An earlier but smaller poll of Tory party members by website Conservative Home also placed Mordaunt as the most popular choice among the party grassroots. She’s getting much of her backing from newer MPs elected when Johnson swept to victory in 2019 who see her as a fresh face.
Et tu Brutus?
Going into the first round of the leadership contest, candidates had to muster 20 MP backers to stay in the fight. Two candidates of the original field of 10 were knocked out Tuesday when they couldn’t get 20 backers. One was former health secretary Sajid Javid and the second was the virtual unknown, Rehman Chisti, an MP of Pakistani background who could only produce one backer.
Sunak has had a bad two days with commentators questioning how he could distance himself from the present government’s economic policies when he had been responsible for them as finance minister. He’s also been forced to lavish praise on Prime Minister Boris Johnson to escape the charge by Johnson loyalists that he played the role of Brutus and brought down the government.
In Wednesday’s first round battle, anyone with fewer than 30 votes was eliminated from the contest. Two candidates were eliminated today, the current chancellor of the exchequer Nadhim Zahawi and veteran Hunt. The field has now been narrowed to six candidates. Zahawi got 25 votes and Hunt got 18.
A centrist candidate
Sunak, even though he was a staunch Brexiteer and keen to leave the European Union, has emerged as the centrist candidate with big-name backers like deputy prime minister Dominic Raab, former party chairman Oliver Dowden and Transport Secretary Grant Schapps who had also been a candidate till earlier this week. Sunak has pitched himself as the candidate telling the truth to the public and says that tax cuts won’t be immediately possible. Naturally, this message is not going down well with the public.
By contrast, Truss is getting her support from the party’s strong and influential right-wing. Mordaunt, by contrast, appears to have support from different groups and has promised a “relentless focus on cost of living issues.” She’s not from the same posh background as Johnson and many of his cabinet. She had to work as a magician’s assistant during her teenage years to help support her family, was a reservist in the Royal Navy, went to the University of Reading and then worked in public relations for the Conservative Party and on George W. Bush’s two successful presidential campaigns.
Spend-now-pay-later
Truss has come up with the extraordinary spend-now-pay-later suggestion that Britain should spend money like it was a war debt and repay it in the coming years or decades. She also said she would suspend green levies in the effort to bring down taxes. The British press has been having a field day at her expense and saying she has more ambition than brains.

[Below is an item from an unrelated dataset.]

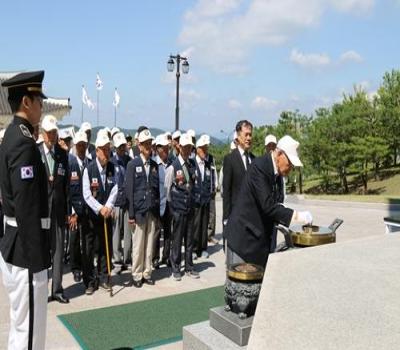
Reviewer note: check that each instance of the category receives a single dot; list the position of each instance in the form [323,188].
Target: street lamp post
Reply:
[185,70]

The Guardian’s satirical political sketch writer John Crace commented about Truss: “Liz fancies herself as the new voice of change. Quite why is anyone’s guess. Then, she is entitled to be delusional. She’s never knowingly had an original thought.” In 2016, Truss was a strong anti-Brexiteer but has firmly moved to the opposite camp now. Even the right-wing Spectator magazine pointed out that political colleagues have described her as a ‘human hand grenade’.
One feature that has emerged from the Tory Party leadership contest is how far ethnic minorities have progressed in Britain. Charles Moore, the former editor of the Daily Telegraph and The Spectator, noted: “It is possible, though perhaps not very likely, that the run-off in the current contest will be between two ‘people of colour’, and all but certain that one finalist will not be white.” Moore commented also on the fact that many younger people of colour were emerging on the far right.